Conservatives know this country is at a historical crossroads, and I suspect that what they fear most is that they are just as much on the wrong side of history as their ideological ancestors were in the 1860s when the end of slavery was being debated, in the early 1900s when women's suffrage was being debated, in the 1930s when social security and the minimum wage were being debated, and in the 1960s when the civil rights were being debated. In every single one of those historical debates, conservatives:
- labeled their opposition socialists (and worse)
- called for states' rights instead of a federal solution
- said that they were the true heirs of the founding fathers, and were the keepers of America's traditions and values
- warned that the charges being proposed were frighteningly radical, and would destroy the economy
- that big government would lead to a destruction of all of our most basic liberties
... more after the click.
My comment: Obviously, conservatives gravitate to the party of ideas. Of course, you're aware that conservatives haven't always been Republicans and liberals haven't always been Democrats.
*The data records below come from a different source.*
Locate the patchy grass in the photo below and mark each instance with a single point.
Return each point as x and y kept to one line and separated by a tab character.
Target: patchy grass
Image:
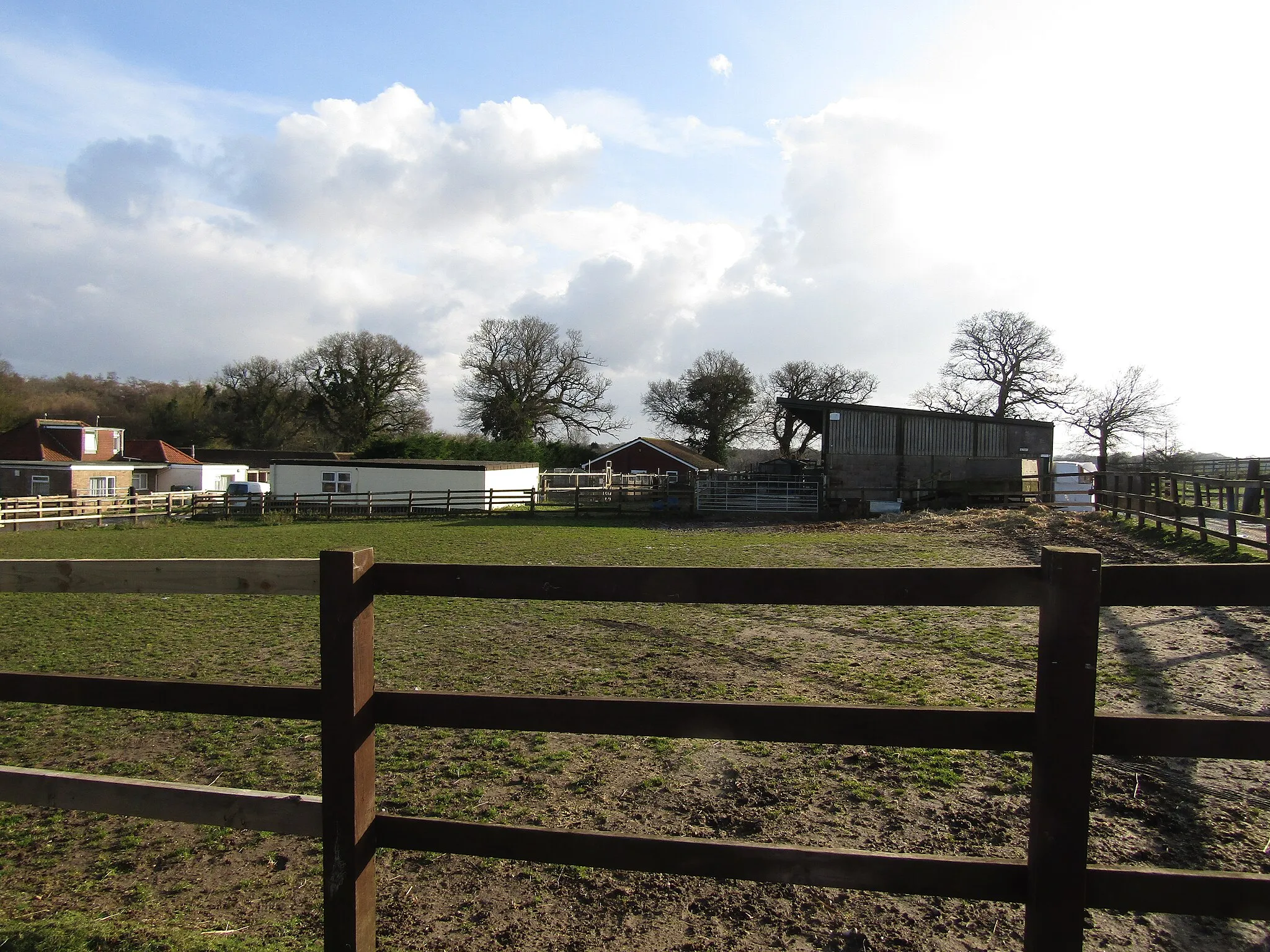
159	883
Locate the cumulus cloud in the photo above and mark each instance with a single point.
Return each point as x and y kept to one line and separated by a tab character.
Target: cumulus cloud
721	65
123	180
391	163
618	118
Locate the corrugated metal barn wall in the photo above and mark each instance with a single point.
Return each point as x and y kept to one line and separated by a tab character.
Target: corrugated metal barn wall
873	433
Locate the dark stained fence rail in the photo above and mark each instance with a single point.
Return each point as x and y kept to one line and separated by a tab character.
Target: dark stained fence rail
1191	503
1064	731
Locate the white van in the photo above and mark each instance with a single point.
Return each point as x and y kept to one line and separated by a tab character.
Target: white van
243	494
1073	487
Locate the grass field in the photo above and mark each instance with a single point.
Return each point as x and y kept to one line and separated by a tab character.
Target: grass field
83	881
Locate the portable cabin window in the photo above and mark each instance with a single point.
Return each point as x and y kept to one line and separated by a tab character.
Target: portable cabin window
337	483
100	485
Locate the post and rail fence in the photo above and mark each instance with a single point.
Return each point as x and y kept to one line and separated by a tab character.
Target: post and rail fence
1207	506
1064	731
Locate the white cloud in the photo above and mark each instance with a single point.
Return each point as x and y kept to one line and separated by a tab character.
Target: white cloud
1109	180
618	118
721	65
393	164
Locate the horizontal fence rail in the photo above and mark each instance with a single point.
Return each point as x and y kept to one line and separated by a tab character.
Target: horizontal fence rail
36	511
1054	883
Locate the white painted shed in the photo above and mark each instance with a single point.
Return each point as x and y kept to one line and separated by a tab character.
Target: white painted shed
469	482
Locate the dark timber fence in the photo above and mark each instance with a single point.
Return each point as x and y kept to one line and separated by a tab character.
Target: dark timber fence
1201	505
1064	731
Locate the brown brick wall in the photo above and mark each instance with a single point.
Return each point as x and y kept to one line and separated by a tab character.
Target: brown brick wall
81	480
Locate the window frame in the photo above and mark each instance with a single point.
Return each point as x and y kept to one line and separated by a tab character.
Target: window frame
335	483
102	483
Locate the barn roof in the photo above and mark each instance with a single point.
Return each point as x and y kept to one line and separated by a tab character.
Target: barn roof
677	451
810	413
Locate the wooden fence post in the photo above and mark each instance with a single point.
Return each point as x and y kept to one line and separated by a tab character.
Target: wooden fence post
1199	513
1232	523
1064	758
347	625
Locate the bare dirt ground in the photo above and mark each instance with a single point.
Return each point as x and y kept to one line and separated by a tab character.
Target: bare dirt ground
1162	811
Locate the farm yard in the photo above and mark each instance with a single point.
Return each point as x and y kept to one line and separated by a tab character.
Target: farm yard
69	878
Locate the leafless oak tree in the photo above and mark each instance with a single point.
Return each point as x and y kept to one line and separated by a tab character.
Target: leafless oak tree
710	407
1129	404
803	380
260	403
363	386
1001	363
527	381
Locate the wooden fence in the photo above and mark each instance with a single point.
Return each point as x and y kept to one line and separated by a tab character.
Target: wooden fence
17	512
1191	503
1064	731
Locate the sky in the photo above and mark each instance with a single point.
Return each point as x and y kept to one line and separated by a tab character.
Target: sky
184	186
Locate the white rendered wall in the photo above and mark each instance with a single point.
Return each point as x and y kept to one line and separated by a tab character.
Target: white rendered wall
202	477
288	479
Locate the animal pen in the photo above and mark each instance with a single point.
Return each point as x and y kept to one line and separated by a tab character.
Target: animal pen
1064	731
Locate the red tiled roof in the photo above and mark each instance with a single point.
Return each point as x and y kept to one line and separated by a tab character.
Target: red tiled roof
685	455
155	451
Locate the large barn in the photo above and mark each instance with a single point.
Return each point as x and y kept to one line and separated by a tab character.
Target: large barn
887	454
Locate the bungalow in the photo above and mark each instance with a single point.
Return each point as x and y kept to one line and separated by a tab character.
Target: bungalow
63	459
161	467
672	461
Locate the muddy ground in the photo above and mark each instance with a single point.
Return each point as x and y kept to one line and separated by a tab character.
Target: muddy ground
1175	813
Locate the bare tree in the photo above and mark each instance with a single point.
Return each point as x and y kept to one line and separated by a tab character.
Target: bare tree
527	381
803	380
13	397
1001	363
363	386
260	403
711	405
1129	404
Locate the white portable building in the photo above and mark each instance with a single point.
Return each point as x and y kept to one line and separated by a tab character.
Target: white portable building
459	484
1073	487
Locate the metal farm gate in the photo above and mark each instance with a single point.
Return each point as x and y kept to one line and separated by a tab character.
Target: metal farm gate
758	496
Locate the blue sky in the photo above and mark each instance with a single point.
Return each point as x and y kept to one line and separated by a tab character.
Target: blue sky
853	182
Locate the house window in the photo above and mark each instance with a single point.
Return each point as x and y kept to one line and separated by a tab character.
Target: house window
337	483
100	485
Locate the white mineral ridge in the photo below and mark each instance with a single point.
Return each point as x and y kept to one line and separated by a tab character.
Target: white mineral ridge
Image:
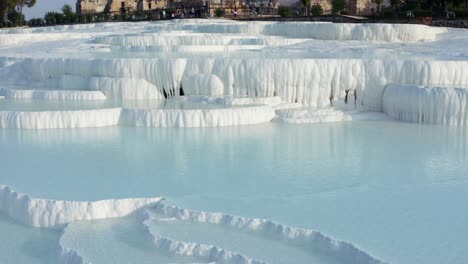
48	213
324	115
313	82
55	95
203	84
125	88
60	119
438	105
198	117
313	240
329	31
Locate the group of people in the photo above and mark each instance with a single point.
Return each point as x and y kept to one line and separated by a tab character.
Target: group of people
182	13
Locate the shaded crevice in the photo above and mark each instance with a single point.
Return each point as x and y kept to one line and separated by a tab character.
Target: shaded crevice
181	90
164	93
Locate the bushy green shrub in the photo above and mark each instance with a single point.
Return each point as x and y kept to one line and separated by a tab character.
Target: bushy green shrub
461	12
15	18
285	11
338	6
54	18
316	10
36	22
422	13
219	12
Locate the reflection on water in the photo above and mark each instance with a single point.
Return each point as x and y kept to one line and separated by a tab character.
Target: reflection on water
51	105
389	187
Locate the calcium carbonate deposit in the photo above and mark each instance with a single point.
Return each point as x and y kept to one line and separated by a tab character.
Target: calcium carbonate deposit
154	96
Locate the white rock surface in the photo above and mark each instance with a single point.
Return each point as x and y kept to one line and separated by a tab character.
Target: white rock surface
437	105
197	118
60	119
48	213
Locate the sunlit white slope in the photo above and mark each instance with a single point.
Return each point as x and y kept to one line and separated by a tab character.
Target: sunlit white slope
47	213
421	104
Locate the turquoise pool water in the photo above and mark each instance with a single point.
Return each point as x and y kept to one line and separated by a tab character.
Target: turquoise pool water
395	190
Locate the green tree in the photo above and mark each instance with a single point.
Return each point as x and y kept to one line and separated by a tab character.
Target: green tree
316	10
219	12
68	13
284	11
20	4
7	6
379	5
338	6
306	4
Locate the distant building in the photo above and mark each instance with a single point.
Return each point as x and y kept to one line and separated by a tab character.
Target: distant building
354	7
98	6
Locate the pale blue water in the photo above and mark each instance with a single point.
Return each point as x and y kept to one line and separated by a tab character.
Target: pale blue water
58	105
395	190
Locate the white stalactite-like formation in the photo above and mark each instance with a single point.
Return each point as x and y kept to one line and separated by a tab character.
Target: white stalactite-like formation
420	104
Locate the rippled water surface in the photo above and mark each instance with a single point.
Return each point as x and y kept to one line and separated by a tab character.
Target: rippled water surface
395	190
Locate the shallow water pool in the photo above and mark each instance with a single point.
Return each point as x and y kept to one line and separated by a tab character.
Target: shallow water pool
394	190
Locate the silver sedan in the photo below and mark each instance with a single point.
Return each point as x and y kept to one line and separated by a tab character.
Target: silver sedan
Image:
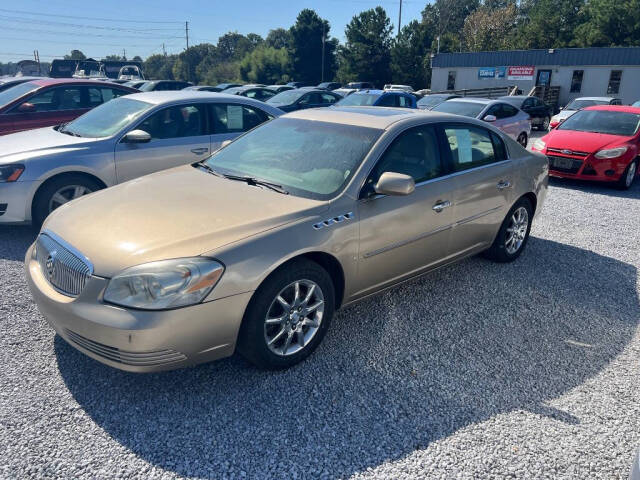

Right?
Lincoln was a liberal and a Republican, taking the final step in ending formalized slavery with the Emancipation Proclamation. (Rush Limbaugh, titular leader of today's Republican party, recently made an impassioned defense of slavery. According to Rush, it simply wasn't that bad.)
Teddy Roosevelt was a liberal and a Republican. He was also a trust buster, breaking up corporate monopolies and a conservationist, setting aside huge tracts of land for the the National Parks system - two actions that today's Republican conservatives would find an anathema.